ATTUALITÀ – Con decreto del commissario straordinario (DCS n. 27 del 23/07/2025), il Parco regionale dei Castelli Romani ha approvato il disciplinare che regola l’utilizzo dei droni (UAS – Unmanned Aircraft System) all’interno del proprio territorio.
“L’adozione del documento – dichiara il commissario straordinario dell’Ente Parco, avv. Ivan Boccali – si è resa necessaria per meglio definire la prassi autorizzativa, ovvero per snellire e semplificare le procedure di rilascio, sia per quanto riguarda l’istruttoria del personale interno dell’Ente, sia per chiarire all’esterno le effettive condizioni che prevedono la richiesta di autorizzazione. Il disciplinare serve inoltre a regolamentare l’utilizzo dei droni nelle manifestazioni ludico-ricreative o sportive, che tranne in alcuni casi particolari e in linea con le attività promozionali dell’Ente Parco, sono spesso soggette a diniego”.
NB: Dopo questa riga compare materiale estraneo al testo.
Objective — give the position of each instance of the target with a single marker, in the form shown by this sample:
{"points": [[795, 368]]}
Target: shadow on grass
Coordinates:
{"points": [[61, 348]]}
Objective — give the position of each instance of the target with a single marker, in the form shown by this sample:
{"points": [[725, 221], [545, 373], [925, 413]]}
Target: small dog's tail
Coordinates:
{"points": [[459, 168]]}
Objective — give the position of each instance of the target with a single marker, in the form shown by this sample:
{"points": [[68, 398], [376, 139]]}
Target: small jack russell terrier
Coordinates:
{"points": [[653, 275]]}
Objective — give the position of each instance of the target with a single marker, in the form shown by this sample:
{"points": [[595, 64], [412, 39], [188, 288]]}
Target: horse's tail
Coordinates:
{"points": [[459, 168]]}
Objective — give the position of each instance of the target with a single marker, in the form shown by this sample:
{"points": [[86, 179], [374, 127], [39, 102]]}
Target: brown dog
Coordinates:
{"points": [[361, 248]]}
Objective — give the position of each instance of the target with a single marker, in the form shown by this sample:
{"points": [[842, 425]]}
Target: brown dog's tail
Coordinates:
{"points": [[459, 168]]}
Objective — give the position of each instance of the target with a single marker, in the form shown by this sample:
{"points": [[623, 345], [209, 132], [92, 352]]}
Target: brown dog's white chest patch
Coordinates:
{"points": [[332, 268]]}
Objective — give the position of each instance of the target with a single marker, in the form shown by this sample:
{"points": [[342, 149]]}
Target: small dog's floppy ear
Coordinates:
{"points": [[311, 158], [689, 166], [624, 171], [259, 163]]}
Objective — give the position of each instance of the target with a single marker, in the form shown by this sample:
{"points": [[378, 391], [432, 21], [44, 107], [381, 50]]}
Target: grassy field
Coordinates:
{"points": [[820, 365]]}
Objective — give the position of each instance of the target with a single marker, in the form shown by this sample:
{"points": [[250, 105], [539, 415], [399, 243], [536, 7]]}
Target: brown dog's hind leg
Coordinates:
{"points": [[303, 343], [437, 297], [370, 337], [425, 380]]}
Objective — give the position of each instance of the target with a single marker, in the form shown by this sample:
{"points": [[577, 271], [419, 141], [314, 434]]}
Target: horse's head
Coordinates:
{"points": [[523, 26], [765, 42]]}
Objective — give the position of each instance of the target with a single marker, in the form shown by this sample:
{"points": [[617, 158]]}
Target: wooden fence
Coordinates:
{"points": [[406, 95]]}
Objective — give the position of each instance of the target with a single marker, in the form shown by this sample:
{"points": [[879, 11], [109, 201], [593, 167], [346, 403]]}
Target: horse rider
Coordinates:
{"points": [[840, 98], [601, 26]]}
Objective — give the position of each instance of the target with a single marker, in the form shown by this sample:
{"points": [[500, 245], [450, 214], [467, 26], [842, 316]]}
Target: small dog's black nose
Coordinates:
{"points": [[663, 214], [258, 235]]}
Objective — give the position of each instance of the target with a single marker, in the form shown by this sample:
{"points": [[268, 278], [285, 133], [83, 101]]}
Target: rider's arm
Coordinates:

Il documento chiarisce che, salvo eccezioni previste dalla legge e dalle norme militari, su tutto il territorio del Parco – sia nelle aree private sia in quelle pubbliche – non è consentito il sorvolo con droni per finalità ludico-ricreative, amatoriali o sportive. Questo divieto riguarda anche la produzione di contenuti destinati a piattaforme social o internet in generale.
L’autorizzazione potrà essere concessa soltanto in rari casi, valutati singolarmente, attraverso il rilascio del Nulla osta ambientale, che potrà comunque prevedere prescrizioni specifiche.
Un aspetto innovativo del disciplinare riguarda il controllo delle violazioni: l’Ente potrà avvalersi delle informazioni reperite online, ad esempio tramite i contenuti pubblicati sui social, spesso utili a rilevare comportamenti non conformi alla normativa.
Con questa misura, il Parco intende conciliare la crescente diffusione dei droni con la necessità di tutelare la biodiversità, il paesaggio e la sicurezza dei visitatori.